Air Pollution Linked to Decline in Cognitive Performance

Higher air pollution levels are linked to lower math and verbal test scores, according to a study of more than 25,000 people living throughout China. The analysis, which appeared yesterday (August 27) in PNAS, correlated test scores collected in a longitudinal study with official air pollution data to see how poor air quality was related to the same subjects’ performance over time. 

The research team, led by Xiaobo Zhang of Peking University, found that exposure to increased levels of sulfur dioxide, nitrogen dioxide, and particulates smaller than 10 μm (PM10) were tied to lower verbal test scores (math scores to a lesser extent, and only when people were exposed for weeks or more). Exposure over longer periods of time correlated with larger drops in performance, and the effects were most pronounced for men and older people. 

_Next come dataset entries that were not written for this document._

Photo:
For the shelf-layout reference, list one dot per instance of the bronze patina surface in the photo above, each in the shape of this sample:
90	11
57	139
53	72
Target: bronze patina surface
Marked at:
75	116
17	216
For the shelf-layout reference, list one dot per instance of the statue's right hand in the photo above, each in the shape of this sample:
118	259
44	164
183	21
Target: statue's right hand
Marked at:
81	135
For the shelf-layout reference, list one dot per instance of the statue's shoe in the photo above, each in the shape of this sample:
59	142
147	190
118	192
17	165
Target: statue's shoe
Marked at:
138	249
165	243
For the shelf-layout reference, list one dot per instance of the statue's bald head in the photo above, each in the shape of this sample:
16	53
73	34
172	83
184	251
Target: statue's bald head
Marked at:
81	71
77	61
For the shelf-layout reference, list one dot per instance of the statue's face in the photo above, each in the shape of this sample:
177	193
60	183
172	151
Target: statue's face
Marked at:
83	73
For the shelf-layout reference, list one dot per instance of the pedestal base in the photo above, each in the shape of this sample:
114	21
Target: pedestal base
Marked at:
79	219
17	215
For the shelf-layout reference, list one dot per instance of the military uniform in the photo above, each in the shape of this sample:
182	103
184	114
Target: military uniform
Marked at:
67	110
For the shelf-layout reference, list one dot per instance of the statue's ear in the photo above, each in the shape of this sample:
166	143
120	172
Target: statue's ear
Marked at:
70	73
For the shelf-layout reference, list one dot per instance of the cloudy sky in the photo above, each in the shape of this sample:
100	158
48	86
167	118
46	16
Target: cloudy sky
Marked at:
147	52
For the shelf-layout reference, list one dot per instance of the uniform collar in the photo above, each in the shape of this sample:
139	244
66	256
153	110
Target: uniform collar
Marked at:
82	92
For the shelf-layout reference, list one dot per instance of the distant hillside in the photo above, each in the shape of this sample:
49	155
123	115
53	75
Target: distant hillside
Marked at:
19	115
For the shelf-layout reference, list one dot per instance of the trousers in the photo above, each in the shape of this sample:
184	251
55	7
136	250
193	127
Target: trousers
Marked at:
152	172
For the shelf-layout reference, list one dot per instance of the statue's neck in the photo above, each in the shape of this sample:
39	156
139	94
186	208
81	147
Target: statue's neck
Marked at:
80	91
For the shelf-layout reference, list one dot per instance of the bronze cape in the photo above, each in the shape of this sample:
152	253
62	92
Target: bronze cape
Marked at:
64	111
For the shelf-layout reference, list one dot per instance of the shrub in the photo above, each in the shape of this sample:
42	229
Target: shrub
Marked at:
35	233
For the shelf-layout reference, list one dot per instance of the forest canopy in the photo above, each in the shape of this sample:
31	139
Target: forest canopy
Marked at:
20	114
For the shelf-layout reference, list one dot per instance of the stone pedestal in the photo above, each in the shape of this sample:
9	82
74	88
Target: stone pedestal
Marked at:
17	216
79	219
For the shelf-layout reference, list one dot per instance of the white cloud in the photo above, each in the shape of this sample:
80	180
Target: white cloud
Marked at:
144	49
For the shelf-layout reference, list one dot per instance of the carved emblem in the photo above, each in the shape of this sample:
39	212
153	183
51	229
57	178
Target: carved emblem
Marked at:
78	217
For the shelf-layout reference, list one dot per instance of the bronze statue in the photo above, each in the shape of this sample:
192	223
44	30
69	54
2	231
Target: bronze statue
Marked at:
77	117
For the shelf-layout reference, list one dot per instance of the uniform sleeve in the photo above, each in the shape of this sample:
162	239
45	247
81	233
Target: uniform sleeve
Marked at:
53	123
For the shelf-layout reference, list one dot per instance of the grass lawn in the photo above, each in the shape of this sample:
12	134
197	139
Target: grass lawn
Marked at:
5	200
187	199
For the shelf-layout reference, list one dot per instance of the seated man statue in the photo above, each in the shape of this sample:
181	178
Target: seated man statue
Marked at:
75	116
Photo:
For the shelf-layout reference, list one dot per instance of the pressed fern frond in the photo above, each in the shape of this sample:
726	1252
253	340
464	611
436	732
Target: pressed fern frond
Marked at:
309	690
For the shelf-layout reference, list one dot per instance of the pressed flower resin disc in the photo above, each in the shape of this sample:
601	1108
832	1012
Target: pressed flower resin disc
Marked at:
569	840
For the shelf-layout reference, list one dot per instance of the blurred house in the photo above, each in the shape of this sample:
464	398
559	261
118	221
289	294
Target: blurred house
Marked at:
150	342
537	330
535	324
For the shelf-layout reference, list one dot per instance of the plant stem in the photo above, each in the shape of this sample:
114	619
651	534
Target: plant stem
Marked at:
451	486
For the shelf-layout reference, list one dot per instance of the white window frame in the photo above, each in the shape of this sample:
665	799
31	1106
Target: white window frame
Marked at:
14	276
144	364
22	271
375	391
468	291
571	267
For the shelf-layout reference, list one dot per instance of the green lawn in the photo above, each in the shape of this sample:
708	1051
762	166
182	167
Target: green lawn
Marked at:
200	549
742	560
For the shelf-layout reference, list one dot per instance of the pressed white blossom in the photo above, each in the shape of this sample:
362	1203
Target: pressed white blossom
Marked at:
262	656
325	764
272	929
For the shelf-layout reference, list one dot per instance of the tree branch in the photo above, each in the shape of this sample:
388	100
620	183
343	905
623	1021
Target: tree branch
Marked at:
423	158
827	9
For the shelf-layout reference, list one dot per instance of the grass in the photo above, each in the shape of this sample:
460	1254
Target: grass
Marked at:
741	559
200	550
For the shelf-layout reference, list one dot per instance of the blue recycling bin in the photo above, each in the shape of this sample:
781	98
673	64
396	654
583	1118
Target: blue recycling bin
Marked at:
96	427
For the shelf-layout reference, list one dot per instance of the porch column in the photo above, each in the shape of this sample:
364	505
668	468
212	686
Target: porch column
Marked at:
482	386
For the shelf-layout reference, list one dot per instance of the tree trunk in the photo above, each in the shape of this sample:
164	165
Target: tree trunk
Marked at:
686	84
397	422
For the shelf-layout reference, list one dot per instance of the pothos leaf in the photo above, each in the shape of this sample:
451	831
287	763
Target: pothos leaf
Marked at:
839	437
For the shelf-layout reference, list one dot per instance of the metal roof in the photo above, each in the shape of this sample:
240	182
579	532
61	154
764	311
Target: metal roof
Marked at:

See “Air Pollution Stunts Cognition”

Coauthor Xi Chen tells NPR that if China were to reduce levels of PM10 to less than 50 μg/m3, the cognitive gains would be equivalent to that of an extra year of education for the entire population. According to one recent study, from 2005 to 2016, about one-third of China experienced PM10 levels above 70 μg/m3.

“The damage on cognitive ability likely impedes the development of human capital,” coauthor Xin Zhang of Beijing Normal University tells Buzzfeed. “It is so widespread that [it] can impose substantial costs to everyone’s daily life and critical decision-making.”